仮締切の平面形状は流水の状況、流下能力等にできるだけ支障を及ぼさないものとする。

4―6 取付位置

(1) 河川堤防にかわる仮締切

堤防開削天端(a―a’)より仮締切内側迄の長さ(B)は、既設堤防天端巾または、仮締切堤の天端巾(A)のいずれか大きい方以上とする。
*仮締切の現況堤防との接続は矢板を現況堤防に嵌入させてもよい。
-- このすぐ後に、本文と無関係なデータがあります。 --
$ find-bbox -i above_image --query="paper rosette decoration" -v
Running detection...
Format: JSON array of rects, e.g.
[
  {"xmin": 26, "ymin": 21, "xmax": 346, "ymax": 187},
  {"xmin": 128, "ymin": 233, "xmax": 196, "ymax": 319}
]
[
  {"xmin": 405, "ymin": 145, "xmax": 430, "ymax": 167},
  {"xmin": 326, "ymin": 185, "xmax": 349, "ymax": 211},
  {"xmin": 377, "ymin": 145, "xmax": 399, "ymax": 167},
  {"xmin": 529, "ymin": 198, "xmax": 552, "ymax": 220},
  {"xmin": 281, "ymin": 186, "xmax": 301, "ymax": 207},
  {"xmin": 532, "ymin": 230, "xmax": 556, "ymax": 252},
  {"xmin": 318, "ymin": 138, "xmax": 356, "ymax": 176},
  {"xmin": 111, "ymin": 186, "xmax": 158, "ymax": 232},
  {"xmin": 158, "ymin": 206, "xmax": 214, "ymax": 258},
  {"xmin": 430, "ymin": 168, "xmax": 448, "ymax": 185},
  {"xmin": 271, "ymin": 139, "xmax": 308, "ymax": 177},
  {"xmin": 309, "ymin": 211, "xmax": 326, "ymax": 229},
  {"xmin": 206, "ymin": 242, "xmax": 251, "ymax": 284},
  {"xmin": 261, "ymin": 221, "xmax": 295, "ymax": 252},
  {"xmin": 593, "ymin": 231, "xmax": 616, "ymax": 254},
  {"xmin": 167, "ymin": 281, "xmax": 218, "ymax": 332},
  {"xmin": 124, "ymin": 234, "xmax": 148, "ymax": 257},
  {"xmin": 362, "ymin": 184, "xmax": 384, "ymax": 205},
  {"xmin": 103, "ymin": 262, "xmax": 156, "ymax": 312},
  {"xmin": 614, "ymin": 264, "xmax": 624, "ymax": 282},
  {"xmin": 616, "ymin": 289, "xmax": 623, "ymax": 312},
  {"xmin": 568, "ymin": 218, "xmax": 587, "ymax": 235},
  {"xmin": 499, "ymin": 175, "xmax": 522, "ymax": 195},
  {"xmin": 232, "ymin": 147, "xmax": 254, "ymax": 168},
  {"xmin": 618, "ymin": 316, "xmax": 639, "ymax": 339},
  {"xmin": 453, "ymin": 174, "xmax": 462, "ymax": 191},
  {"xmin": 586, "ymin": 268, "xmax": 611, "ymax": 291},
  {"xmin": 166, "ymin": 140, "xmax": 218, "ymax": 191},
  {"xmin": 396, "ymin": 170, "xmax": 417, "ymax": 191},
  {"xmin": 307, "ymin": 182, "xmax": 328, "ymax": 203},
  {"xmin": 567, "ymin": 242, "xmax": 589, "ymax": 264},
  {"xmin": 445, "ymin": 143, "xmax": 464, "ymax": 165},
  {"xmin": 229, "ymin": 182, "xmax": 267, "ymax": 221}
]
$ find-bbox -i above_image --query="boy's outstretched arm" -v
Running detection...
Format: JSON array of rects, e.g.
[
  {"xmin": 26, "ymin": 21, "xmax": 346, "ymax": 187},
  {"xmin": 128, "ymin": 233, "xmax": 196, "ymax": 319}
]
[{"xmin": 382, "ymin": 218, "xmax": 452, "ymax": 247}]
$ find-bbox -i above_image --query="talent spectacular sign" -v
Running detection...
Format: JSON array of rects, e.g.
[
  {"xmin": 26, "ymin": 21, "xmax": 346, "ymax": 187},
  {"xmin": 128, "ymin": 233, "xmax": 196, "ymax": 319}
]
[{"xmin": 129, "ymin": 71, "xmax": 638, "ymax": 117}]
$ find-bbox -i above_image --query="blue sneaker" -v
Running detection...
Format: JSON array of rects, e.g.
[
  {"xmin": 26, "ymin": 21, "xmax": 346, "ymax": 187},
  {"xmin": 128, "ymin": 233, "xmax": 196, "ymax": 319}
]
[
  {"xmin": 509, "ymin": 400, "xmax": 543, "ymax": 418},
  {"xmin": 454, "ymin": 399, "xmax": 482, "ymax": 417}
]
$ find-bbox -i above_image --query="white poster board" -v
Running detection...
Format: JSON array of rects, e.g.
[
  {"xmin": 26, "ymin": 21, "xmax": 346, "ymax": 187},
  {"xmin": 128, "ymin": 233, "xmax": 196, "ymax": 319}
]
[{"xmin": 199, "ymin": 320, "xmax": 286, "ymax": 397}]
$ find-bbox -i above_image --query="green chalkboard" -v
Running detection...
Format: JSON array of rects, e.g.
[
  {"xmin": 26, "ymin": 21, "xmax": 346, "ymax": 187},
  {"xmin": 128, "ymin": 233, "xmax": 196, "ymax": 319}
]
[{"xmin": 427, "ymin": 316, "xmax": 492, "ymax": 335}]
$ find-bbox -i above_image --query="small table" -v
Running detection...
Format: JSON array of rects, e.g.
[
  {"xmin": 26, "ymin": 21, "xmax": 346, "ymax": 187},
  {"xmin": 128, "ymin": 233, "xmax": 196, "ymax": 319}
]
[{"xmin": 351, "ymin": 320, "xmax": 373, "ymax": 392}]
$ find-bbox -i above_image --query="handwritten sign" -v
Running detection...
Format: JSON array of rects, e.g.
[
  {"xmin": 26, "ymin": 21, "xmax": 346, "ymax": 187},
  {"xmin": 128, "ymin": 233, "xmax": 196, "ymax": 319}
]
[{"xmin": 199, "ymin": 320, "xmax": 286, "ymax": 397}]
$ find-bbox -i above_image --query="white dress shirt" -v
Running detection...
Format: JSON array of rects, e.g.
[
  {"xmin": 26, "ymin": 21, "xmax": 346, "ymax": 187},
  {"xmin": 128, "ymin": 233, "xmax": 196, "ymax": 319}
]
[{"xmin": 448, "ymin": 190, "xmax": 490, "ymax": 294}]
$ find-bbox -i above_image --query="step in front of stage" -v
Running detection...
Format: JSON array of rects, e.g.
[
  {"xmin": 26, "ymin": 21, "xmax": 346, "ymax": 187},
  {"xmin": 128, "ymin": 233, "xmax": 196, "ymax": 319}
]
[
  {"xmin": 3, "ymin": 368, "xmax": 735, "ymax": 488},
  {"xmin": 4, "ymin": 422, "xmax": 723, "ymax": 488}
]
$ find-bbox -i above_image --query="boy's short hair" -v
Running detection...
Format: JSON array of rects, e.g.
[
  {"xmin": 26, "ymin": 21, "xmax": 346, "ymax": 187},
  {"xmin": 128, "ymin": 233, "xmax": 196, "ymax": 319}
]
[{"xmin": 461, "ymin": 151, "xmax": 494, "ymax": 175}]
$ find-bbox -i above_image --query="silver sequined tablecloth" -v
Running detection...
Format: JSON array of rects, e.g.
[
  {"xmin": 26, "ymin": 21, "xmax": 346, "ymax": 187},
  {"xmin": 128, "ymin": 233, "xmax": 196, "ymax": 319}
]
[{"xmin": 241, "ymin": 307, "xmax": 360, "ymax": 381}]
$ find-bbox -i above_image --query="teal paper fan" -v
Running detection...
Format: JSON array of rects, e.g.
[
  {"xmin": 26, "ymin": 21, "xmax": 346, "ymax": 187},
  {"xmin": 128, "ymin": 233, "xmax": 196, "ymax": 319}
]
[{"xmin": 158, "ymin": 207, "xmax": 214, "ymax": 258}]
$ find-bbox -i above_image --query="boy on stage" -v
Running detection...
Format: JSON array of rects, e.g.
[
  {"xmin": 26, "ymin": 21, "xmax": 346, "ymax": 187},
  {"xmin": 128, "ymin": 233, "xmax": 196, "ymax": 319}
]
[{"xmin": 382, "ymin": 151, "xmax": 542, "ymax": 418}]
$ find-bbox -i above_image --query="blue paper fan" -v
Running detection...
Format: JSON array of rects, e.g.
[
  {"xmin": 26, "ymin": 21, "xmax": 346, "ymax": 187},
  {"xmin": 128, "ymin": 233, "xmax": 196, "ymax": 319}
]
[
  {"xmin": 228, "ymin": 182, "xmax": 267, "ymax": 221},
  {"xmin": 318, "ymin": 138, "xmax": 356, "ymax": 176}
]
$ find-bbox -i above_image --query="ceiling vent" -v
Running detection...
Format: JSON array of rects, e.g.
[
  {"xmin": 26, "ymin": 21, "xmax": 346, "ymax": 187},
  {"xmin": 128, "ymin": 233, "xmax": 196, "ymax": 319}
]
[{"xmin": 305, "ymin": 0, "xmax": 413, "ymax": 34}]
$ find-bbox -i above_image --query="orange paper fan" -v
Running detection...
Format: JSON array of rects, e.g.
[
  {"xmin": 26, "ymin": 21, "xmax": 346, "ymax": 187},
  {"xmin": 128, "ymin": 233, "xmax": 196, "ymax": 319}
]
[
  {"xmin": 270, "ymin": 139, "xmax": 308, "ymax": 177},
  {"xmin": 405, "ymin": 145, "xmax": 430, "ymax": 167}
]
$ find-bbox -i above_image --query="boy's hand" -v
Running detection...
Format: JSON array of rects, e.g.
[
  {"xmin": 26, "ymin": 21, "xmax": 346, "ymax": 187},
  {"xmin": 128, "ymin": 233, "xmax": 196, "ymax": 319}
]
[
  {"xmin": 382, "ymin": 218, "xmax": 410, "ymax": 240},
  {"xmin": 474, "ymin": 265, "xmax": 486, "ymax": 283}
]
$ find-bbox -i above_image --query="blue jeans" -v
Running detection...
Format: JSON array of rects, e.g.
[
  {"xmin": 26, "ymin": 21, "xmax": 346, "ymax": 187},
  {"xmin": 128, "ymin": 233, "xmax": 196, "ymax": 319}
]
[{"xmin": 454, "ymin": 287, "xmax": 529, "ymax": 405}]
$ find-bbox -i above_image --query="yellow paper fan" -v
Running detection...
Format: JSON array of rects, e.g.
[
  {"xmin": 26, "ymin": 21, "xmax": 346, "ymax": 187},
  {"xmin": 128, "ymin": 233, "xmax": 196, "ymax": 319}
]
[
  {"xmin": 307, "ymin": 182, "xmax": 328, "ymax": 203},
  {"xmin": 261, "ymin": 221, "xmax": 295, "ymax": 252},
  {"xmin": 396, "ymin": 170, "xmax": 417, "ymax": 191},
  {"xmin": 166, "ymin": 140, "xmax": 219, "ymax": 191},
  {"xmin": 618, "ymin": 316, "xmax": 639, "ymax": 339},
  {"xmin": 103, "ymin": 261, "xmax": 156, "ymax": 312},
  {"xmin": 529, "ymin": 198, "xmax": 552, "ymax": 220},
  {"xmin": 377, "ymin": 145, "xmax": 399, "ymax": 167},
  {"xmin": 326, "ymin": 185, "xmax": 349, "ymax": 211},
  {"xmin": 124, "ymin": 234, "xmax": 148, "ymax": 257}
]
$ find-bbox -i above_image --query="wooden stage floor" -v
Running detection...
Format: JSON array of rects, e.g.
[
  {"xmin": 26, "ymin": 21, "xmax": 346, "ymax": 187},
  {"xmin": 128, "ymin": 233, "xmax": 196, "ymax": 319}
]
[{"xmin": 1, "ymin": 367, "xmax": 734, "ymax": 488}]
但し嵌入させた場合は後述する7 堤体の復旧に従って矢板の引き抜きによる堤体のゆるみ及び基礎地盤のゆるみに対する補強対策を行うものとする。

5 流下能力の確保と周辺河川管理施設等への影響

5―1 堤防開削を伴う場合

(1) 出水期

仮締切設置後の断面で一連区間の現況流下能力が確保されていることを確認し、不足する場合は河道掘削、堤防嵩上げ等の対策を実施するものとする。

(2) 非出水期

仮締切設置後の断面で4―2(1)2)で定める仮締切設計対象水位時の洪水流量に対する流下能力が一連区間において確保されていることを確認し、不足する場合は河道掘削、堤防嵩上げ等の対策を実施するものとする。

5―2 堤防開削を伴わない場合

(1) 出水期

仮締切設置後の断面で一連区間の現況流下能力を確保することを原則とし、不足する場合は適切な対策工を施すと共に、出水期の水没に伴い周辺の河川管理施設等に被害を及ぼすことのないよう仮締切自体の構造に配慮することとする。

(2) 非出水期

仮締切設置後の断面で非出水期期間中の最大流量に対する流下能力を一連区間において確保することを原則とし、不足する場合は適切な対策を施すと共に、出水期の水没に伴い周辺の河川管理施設等に被害を及ぼすことのないよう仮締切自体の構造に配慮することとする。
*流過能力の算定は不等流計算等により行うことができる。
*出水の状況によっては仮締切周辺の河川管理施設等に被害を生じる場合があるため、必要に応じて対策を施す。
*堤内地盤高が各々の場合で想定される水位以上である場合はこの限りではない。

6 補強

川表側の仮締切前面の河床及び仮締切取付部の上下流概ねC=2Aの長さの法面は設計対象水位以上の高さまで鉄線蛇籠等で補強するものとする。
また、仮締切を川裏に設置する場合には、堤防開削部の法面は設計対象水位以上の高さまで鉄線蛇籠等により補強するものとする。

7 堤体の復旧

仮締切撤去後の堤体部は表土一m程度を良質土により置き換え、十分に締固め復旧すると共に、必要に応じて堤防及び基礎地盤の復旧も行うものとする。なお、水衝部では川表側の法面は、ブロック張等で法覆を施すものとする。

8 その他

この基準は、一般的基準を示したもので、現地の状況等によりこれによることが適当でない場合には治水上の安全を十分考慮し、別途措置するものとする。